Yes, the Armchair Critic has been had, and I freely criticize myself for my gullibility. Allow me to explain.

One recent afternoon (I had a migraine; can I blame my stupidity on that?), I was scrolling through my Facebook feed and came across a demonstration for Youth Renu face cream (first red flag I missed: youth is not permanently outwardly renewed...ever). Youth Renu claimed its effectiveness had absolutely blown the judges away on Shark Tank (yours truly tossed tenets of journalism out the window and neglected to confirm this). A product featured on Shark Tank, the ABC program featuring hopeful entrepreneurs offering “the next best thing”, has to be good. It has to work. It has to be worth the money asked for it. Right? Wrong.

The Facebook advertisement featured a video of the face cream working its magic on a middle-aged woman with facial wrinkles and dark circles beneath her eyes (next red flag I missed: “before and after” photographs/videos are always doctored). For a nominal shipping cost, I could have a free sample. On a whim, I ordered the cream. Impulsiveness is foreign to my character; thus, I missed the biggest red flag: the very temptation to act against my better judgment should have alerted me that something was not right.

A week or two later, I received my free samples. Did they work? Absolutely not. I tossed the creams aside and didn't think too much of it - until I received my credit card bill. In addition to the shipping charge, I was billed for a monthly subscription I had NOT agreed to. In my defense, before I ordered my sample, I carefully examined the advertisement for the fine print that would tie me into a subscription I did not want. I saw no such notice. If it was there, it must have been minuscule, and I missed it. Needless to say, I was livid when I saw the monthly subscription charges: $86 for one cream and $89 for the other!

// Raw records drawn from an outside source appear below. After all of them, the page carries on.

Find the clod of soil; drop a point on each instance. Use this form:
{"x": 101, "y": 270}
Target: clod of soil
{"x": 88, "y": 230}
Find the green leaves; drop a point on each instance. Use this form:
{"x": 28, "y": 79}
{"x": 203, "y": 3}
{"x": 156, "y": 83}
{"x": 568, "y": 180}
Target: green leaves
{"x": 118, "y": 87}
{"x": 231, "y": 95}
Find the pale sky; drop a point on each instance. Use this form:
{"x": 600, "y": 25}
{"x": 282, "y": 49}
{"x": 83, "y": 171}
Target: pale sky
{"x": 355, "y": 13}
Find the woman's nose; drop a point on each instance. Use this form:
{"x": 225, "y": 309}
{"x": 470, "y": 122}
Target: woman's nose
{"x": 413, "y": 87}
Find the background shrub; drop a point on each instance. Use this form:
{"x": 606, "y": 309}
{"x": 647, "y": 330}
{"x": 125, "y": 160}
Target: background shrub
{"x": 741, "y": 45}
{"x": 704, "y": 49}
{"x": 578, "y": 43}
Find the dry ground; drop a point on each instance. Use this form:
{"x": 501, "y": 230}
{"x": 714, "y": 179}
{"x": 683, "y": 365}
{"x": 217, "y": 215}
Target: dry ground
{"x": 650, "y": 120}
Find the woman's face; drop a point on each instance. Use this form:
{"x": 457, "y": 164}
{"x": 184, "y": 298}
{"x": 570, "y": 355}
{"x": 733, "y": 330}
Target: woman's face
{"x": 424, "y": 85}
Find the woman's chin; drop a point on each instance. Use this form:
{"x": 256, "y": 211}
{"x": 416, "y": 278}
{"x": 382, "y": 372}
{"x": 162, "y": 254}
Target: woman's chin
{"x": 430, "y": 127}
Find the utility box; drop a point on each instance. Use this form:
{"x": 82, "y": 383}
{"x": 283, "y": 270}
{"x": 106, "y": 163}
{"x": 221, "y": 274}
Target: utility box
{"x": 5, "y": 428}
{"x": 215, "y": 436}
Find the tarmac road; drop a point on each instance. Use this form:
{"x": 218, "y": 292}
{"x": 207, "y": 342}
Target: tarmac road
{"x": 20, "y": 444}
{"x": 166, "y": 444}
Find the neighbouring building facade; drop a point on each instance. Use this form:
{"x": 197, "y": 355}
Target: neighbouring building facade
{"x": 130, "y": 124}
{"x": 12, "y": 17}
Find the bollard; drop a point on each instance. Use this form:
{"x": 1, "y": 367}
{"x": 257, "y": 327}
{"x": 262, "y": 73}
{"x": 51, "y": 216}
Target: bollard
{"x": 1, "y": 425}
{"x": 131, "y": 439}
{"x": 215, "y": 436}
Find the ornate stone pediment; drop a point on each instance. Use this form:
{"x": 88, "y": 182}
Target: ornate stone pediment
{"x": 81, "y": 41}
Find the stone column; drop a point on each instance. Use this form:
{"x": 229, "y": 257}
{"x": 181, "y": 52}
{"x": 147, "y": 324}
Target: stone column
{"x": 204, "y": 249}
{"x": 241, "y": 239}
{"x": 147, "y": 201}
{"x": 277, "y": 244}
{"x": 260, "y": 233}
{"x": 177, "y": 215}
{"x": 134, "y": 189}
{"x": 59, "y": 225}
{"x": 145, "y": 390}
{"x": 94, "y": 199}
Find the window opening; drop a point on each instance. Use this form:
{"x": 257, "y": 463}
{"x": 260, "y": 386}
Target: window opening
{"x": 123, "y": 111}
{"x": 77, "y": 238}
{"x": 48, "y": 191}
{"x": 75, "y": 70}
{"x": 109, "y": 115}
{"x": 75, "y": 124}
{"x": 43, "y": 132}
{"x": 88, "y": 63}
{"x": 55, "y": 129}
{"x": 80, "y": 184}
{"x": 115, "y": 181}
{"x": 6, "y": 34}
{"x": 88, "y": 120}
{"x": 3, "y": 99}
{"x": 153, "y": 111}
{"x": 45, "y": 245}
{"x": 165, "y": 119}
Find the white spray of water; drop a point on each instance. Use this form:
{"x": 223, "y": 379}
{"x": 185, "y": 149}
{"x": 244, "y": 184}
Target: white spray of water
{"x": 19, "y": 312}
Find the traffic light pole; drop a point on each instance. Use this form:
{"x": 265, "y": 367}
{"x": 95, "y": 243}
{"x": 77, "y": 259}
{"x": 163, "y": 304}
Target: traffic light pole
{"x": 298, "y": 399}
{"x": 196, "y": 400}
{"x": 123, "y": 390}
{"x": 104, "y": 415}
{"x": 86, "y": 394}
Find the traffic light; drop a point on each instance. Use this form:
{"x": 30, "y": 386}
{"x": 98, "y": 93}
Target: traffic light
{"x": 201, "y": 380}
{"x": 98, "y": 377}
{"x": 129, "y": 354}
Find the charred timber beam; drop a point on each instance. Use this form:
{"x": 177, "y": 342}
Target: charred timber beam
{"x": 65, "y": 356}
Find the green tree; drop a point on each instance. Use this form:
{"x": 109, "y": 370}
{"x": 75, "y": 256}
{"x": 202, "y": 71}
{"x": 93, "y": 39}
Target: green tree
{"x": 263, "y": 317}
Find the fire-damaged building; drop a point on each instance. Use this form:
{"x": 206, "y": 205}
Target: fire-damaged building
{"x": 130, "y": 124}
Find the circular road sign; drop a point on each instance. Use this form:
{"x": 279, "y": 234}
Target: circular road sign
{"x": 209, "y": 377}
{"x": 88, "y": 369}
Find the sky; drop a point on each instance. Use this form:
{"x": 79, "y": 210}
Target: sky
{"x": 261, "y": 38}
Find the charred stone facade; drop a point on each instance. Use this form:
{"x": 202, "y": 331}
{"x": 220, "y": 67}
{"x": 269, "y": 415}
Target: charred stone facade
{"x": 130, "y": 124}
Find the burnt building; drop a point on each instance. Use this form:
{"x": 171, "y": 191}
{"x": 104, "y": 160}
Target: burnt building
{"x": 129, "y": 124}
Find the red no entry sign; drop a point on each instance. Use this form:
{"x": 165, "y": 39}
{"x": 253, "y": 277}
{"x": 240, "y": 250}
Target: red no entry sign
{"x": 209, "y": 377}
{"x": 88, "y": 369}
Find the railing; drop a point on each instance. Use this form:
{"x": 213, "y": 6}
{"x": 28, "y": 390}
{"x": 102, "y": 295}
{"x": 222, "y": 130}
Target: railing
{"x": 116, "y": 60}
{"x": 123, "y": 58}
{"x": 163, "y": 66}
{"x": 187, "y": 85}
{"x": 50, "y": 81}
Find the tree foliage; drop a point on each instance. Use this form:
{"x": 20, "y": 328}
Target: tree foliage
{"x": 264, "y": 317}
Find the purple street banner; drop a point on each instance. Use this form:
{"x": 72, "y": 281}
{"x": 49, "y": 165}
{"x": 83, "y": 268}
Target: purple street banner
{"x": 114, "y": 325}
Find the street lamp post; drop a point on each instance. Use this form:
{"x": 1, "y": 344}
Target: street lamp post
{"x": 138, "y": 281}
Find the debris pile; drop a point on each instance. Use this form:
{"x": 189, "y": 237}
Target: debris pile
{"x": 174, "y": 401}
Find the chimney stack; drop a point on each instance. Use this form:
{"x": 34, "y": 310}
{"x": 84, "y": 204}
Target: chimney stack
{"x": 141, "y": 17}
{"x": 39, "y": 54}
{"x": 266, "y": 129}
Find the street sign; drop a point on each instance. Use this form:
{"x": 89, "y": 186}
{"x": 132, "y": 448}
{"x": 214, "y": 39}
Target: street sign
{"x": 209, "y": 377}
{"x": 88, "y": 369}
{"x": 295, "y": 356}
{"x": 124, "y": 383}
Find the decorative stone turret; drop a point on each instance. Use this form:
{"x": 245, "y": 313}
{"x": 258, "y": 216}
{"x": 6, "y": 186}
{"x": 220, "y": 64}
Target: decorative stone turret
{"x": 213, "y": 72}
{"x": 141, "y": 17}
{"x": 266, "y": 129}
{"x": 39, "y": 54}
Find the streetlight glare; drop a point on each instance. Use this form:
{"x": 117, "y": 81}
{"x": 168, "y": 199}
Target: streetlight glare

I immediately called the number on the back of my credit card and informed them I had NOT authorized these charges. They were helpful, initiated an investigation, and recommended I close my account and open a new one to prevent the company from charging my account in the future. Next, I telephoned the company to chew them out and cancel this false subscription. The company representative was accommodating, canceled my bogus order without argument, and confirmed cancellation via email. Order canceled. Lesson learned.

It would be easy to blame my lack of forethought on my migraine, or Facebook for allowing misleading advertisements, or Shark Tank for not carefully monitoring who is capitalizing on their name, but I can't. Marketers successfully appealed to my ego; vanity usurped common sense. The blame rests with me.